By Richard Thomas, Ibadan
Oyo State workers under the auspices of the Nigeria Labour Congress (NLC) and Trade Union Congress (TUC) on Wednesday protested against a move by the National Assembly to transfer the national minimum wage from exclusive legislative list to concurrent legislative list.
When the protest train arrived at the state House of Assembly, Oyo NLC Chairman, Kayode Martins and his TUC counterpart, Emmanuel Ogundiran stressed that transferring the national minimum wage to the concurrent legislative list was tantamount to returning Nigerian workers to an era of receiving slave wages and being subjected to terrible working conditions.
He noted that the unions were in a fight for the survival and livelihood of workers, they appealed to Governor Seyi Makinde and the State Assembly to refuse assent if the bill is transferred to the state from the National Assembly.
Kayode Martins said, “The implications of transferring minimum wage from exclusive legislative to concurrent legislative list include that it is a licence for state governors to drag the country back to the era of ridiculous slave wages which in the past precipitated multifarious industrial crisis in different parts of the country.
“It could lead to exclusion of the private sector from the concept, rationale of a national minimum wage.
“We appeal to your good judgment to take account of the malevolent scheme pushed by some retrogressive elements in the House of Representatives.
“We urge you to guide the members of the House of Assembly aright.
“Honourable Speaker, if this anti-labour bill that seeks to hamstring the nation in her effort to reduce poverty and inequality is presented to you, we appeal to your Excellency to kindly refuse assent.”
On his part, Ogundiran said, “Emmanuel Ogundiran
“They want to throw Nigerian masses back to the slavery era. They want to create more unemployment despite the fact that we have more of structural unemployment than employment.
“They have forgotten that minimum wage is an international issue and Nigeria became a signatory in 1961 and it was domesticated in 1981. They want to give Nigeria a bad name and we say no. It is a war between the political class and the Nigerian masses.”
Addressing the protesters at premises of the Oyo state House of Assembly, Special Adviser to Governor Seyi Makinde on Labour Affairs, Mr. Bayo Titilola-Sodo gave the assurance that with Makinde renowned for being concerned about workers welfare and running a populist government, he would not assent to a bill that will hurt the workers and masses.
Bayo Titilola-Sodo said, “We know Governor Seyi Makinde’s government is workers’ friendly and people’s friendly. Some would have wanted an elitist governor that will pander to the request of the elites.
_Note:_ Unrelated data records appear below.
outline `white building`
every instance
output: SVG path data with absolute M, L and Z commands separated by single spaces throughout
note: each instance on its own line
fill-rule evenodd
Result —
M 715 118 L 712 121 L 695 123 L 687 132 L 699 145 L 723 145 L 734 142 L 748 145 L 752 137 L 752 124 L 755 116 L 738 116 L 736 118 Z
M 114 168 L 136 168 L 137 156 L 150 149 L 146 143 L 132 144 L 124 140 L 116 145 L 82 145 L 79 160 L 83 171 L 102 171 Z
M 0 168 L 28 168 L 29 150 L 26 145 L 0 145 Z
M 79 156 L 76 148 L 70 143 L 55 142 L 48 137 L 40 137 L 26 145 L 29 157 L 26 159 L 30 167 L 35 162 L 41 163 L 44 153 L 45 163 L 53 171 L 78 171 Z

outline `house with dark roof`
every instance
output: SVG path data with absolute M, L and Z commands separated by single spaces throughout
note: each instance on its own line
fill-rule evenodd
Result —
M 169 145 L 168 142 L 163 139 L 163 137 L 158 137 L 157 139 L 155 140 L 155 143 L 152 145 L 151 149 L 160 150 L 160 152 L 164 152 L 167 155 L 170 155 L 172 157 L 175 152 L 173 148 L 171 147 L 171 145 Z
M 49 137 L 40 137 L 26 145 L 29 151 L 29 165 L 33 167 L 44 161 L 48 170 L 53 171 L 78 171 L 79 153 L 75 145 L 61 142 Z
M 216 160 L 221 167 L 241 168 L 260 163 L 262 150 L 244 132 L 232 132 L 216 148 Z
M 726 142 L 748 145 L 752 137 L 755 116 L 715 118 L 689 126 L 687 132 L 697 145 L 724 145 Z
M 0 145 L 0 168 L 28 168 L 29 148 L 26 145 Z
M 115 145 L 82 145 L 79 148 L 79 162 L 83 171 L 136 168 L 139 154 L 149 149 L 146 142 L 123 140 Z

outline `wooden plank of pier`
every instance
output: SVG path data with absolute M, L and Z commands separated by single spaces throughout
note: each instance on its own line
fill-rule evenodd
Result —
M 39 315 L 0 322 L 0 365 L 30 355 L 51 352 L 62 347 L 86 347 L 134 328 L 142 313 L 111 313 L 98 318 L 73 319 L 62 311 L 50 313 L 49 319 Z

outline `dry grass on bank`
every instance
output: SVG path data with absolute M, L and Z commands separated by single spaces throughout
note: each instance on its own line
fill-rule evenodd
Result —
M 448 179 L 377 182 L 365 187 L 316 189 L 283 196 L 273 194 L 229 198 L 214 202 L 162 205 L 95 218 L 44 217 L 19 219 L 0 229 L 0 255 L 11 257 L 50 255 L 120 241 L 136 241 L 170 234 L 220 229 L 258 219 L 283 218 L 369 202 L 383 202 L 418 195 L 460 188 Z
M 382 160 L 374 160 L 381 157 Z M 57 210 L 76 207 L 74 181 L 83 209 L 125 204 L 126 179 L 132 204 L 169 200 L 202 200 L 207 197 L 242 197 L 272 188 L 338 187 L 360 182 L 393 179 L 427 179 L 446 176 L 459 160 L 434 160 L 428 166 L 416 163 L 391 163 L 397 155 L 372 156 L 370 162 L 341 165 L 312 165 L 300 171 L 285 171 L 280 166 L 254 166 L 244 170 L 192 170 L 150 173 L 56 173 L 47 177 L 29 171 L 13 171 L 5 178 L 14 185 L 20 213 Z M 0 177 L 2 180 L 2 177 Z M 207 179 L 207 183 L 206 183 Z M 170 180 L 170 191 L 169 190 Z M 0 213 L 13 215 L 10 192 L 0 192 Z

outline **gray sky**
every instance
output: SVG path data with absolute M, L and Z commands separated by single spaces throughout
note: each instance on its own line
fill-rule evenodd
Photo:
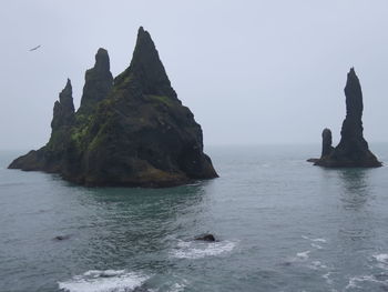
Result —
M 140 26 L 207 145 L 320 143 L 324 127 L 336 144 L 351 66 L 365 137 L 388 141 L 386 0 L 12 0 L 0 10 L 0 149 L 43 145 L 67 78 L 78 108 L 98 48 L 116 75 Z

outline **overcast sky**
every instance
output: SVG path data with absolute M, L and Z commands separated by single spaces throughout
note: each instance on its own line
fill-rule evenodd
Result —
M 12 0 L 0 10 L 0 149 L 43 145 L 67 78 L 78 108 L 96 50 L 119 74 L 140 26 L 205 145 L 320 143 L 325 127 L 337 143 L 353 66 L 365 137 L 388 141 L 387 0 Z

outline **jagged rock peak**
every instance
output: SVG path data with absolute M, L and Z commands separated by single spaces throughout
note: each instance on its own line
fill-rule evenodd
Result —
M 151 34 L 143 27 L 137 31 L 131 64 L 115 79 L 115 84 L 133 79 L 140 84 L 143 94 L 177 99 Z
M 320 158 L 331 154 L 333 150 L 334 150 L 334 147 L 333 147 L 331 130 L 326 128 L 321 132 L 321 157 Z
M 364 139 L 363 128 L 363 91 L 351 68 L 345 85 L 346 118 L 340 131 L 340 142 L 329 155 L 321 157 L 315 164 L 327 168 L 378 168 L 381 162 L 369 150 Z
M 361 120 L 364 110 L 363 91 L 355 68 L 350 68 L 350 71 L 348 72 L 345 95 L 346 118 Z
M 100 48 L 95 54 L 94 67 L 85 72 L 85 84 L 79 113 L 91 113 L 95 105 L 108 97 L 113 87 L 108 51 Z
M 69 78 L 65 87 L 63 88 L 61 93 L 59 93 L 59 102 L 62 104 L 62 107 L 64 107 L 69 111 L 74 112 L 73 88 L 71 85 L 71 81 Z
M 100 48 L 95 54 L 95 64 L 94 64 L 95 70 L 99 71 L 110 71 L 111 66 L 110 66 L 110 60 L 109 60 L 109 54 L 108 51 L 103 48 Z
M 51 128 L 53 130 L 63 125 L 72 124 L 74 119 L 73 90 L 70 79 L 64 89 L 59 93 L 59 101 L 55 101 Z

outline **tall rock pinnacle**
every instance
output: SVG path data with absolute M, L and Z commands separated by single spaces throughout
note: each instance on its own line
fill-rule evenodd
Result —
M 321 132 L 321 155 L 320 158 L 328 157 L 334 150 L 333 138 L 330 129 L 324 129 Z
M 331 154 L 321 158 L 316 164 L 328 168 L 381 167 L 381 162 L 369 151 L 368 143 L 364 139 L 363 91 L 354 68 L 347 75 L 345 95 L 346 118 L 340 131 L 340 142 Z
M 85 73 L 85 84 L 81 98 L 80 113 L 91 113 L 95 104 L 108 97 L 113 87 L 113 77 L 110 71 L 109 54 L 100 48 L 95 54 L 95 64 Z
M 140 27 L 130 67 L 115 79 L 115 83 L 135 79 L 143 94 L 164 95 L 177 100 L 164 66 L 150 33 Z
M 74 120 L 73 90 L 68 79 L 67 85 L 59 93 L 59 101 L 55 101 L 51 122 L 52 131 L 62 127 L 71 125 Z
M 80 109 L 74 114 L 69 81 L 52 125 L 49 143 L 9 168 L 59 173 L 84 185 L 160 188 L 218 177 L 203 152 L 201 125 L 177 99 L 143 28 L 113 87 L 108 53 L 100 49 Z

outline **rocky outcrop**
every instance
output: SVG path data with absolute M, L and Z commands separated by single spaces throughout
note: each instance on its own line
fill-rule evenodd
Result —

“Using the track record of this government, I can assure you that the government of Oyo state will not be a party to any anti-workers, anti-people, anti-masses policy.
“Being a workers friendly, people-friendly, masses oriented government, whatever will make life better for the workers and citizens of Oyo state is the watchword of this government.”
Speaking in the same vein, the Oyo Deputy Speaker, Mohammed Abiodun Fadeyi said the state Assembly will not allow a bill he described as obnoxious and anti-workers to scale through.
Though he said the bill, if transmitted from National Assembly, will be discussed at its plenary, he pointed out that the said minimum wage bill may be dead on arrival.
Fadeyi said, “I want to assure you all that the obnoxious bill, the anti-workers bill, the not-too-friendly bill that has gone through the second reading at the National Assembly will not fly here at the Oyo State House of Assembly. The Oyo Assembly is citizens friendly; it is part of our legislative agenda to listen to the yearnings of the people before we take any decision.
“We will discuss it on the floor of the Oyo Assembly when it is brought to us. I assure you that bill may be dead on arrival.”